The Internet has a trust problem.
With the recent revelations of government surveillance, traffic interception and modification, compromised products, and suspect algorithms, we have serious problems. Greg and Ethan spoke to this briefly on Show 175 regarding the pwning of several firewall products by the NSA, but the issue goes much further than just compromised products. The major issue is one of trust.
We in the industry have long known that the “public Internet” is a wild and dangerous place. But, we’ve done a good job educating average users of the dangers and providing protection while isolating them from the nitty gritty details. Firewalls and anti-virus products are fairly accessible for everyone and vendors have done a great job of making them easier to use. Are they perfect? No. But they’ve certainly become much better in the years at providing pretty good security without needing an IT background. We’ve educated against phishing attacks and tell people how to protect their online activities (think HTTPS/SSL). While we have more progress to make, the average user has a reasonable amount of protection and ability to stay secure given what they can control.
In short, we’ve focused on educating users about the “front door” attacks. And with good reason. The average user shouldn’t need to know how easy it is to redirect traffic with BGP, how DNS cache poisoning works, nor how cross-site scripting attacks can be used against them. Frankly, as IT professionals, it is our job to make sure our applications, protocols, and infrastructure are as secure as possible. Users puts a great deal of trust in us to do so, even if they don’t recognize it. Much the same way we trust our civil engineers to build safe and reliable road systems.

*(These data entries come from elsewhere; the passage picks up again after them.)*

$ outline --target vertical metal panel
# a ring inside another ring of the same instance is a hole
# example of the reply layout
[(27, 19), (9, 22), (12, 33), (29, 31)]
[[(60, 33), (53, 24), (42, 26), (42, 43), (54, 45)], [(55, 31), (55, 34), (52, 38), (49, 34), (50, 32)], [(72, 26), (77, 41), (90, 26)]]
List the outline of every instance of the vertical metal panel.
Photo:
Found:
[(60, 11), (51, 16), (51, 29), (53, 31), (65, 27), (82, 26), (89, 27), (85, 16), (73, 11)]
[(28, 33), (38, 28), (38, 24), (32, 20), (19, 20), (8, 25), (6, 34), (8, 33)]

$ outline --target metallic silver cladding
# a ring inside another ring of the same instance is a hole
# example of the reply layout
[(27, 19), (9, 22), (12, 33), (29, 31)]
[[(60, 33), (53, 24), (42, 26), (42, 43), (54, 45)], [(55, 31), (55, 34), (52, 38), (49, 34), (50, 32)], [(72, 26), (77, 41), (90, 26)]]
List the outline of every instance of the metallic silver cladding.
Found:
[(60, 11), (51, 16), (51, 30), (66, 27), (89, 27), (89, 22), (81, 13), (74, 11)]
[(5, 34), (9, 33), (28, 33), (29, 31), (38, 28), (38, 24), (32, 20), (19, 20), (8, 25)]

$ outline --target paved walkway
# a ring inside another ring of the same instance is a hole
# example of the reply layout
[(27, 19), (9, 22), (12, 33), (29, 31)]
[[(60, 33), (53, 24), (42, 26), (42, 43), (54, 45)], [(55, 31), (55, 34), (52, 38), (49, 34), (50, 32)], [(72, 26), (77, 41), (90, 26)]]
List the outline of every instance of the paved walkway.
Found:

Just as users trust us to do our jobs, we trust others to do theirs. We place trust in our carriers, service providers, and vendors. We trust our vendors to produce secure products. We understand that products have vulnerabilities, but we push our vendors to fix them quickly and make improvements to prevent similar issues in the future. We also trust our vendors to not create backdoors or otherwise knowingly weaken products. We trust our carriers to provide private connections to support our business and not give access to those circuits without due legal process. We store a great deal of personal and confidential data in cloud services and trust those providers to protect our data. Just like our carriers, we trust them not to disclose our data without due legal process.
We even go one step further and realize that for certain data we need to take extra precautions. So we use encryption to secure data at rest and in transit. In some cases we even encrypt our private WAN or LAN circuits. Sensitive data is heavily protected at rest in our databases and only transmitted via secure channels. We trust our encryption products are implemented correctly and we trust the open standards we use in part because they are researched and peer reviewed. We don’t expect government agencies to purposely weaken those standards and products.
Trust is essential because individually we have neither the time, money, nor expertise to build secure end-to-end systems which are usable by others. At some point we simply have to trust at least one link in the chain. Even if everything is open source, unless we review the source and compile our own binaries we have to trust others. And even if we did compile our own binaries, is the compiler trusted? How about the hardware? You could take this paranoid approach all the way down to the point where you just pull the plug and call it quits.
But calling it quits isn’t necessary because as long as there are ways to protect against untrusted links in the chain, and as long as not too many links are broken, we can still have assurances our data is safe. We do this with VPNs today. We know better than to trust our data in the clear on the “public Internet” so we use encryption and VPN products. While the underlying “transport” link in that chain is untrusted (the public Internet), we have enough trust in our VPN to mitigate the risk. The question today becomes, do you still trust your firewall or VPN products? How can you be sure?
In short, trust is required to make the whole system operate. We’ve accepted this trust model because on the macro level we’ve assumed that attacks were relatively small and isolated in nature. That is to say that while someone may have an advantage on our data by intercepting it, we are still secure because it is encrypted. Or perhaps our encryption software has a backdoor, but we are using a private circuit and thus our data is not easily intercepted. Even if both were compromised, the entity who knows the weaknesses in our encryption software isn’t the one who can intercept our data. The effort required to launch such a successful attack would require a great deal of coordination and expertise, and likely be targeted in nature.
But we’ve made a mistake in our assumption. What has been revealed are large scale attacks on our infrastructure which are well funded, extremely technical, and coordinated. The attacker is no longer a group out for financial gain or even political activism, but an entity focused on total surveillance and data gathering with little regard for the law. Further, not all of it is accomplished via purely technical means. They use their power over companies and standards processes to achieve their objective.
I started by saying the Internet has a trust problem. Unfortunately, that trust problem has expanded to vendors, standards bodies, carriers, service providers and possibly beyond. Even if they are 100% innocent, which no doubt some are, it becomes difficult to prove and reassure customers of this. Restoring trust in the Internet is essential as its impact on our society and economy is ever increasing. Fortunately, I’m not the only one coming to this conclusion.
In light of all the recent spying, have you reevaluated what products and services you use, how and what data you store online, and how you communicate? I know I have. In my next post I will talk about some of the steps I think we, as IT professionals, need to take to restore trust. But what do you think? Let’s start the discussion.
The good news is that if we can restore trust and improve security on the whole, we benefit by hardening our infrastructure against malicious attackers and overreaching governments just the same.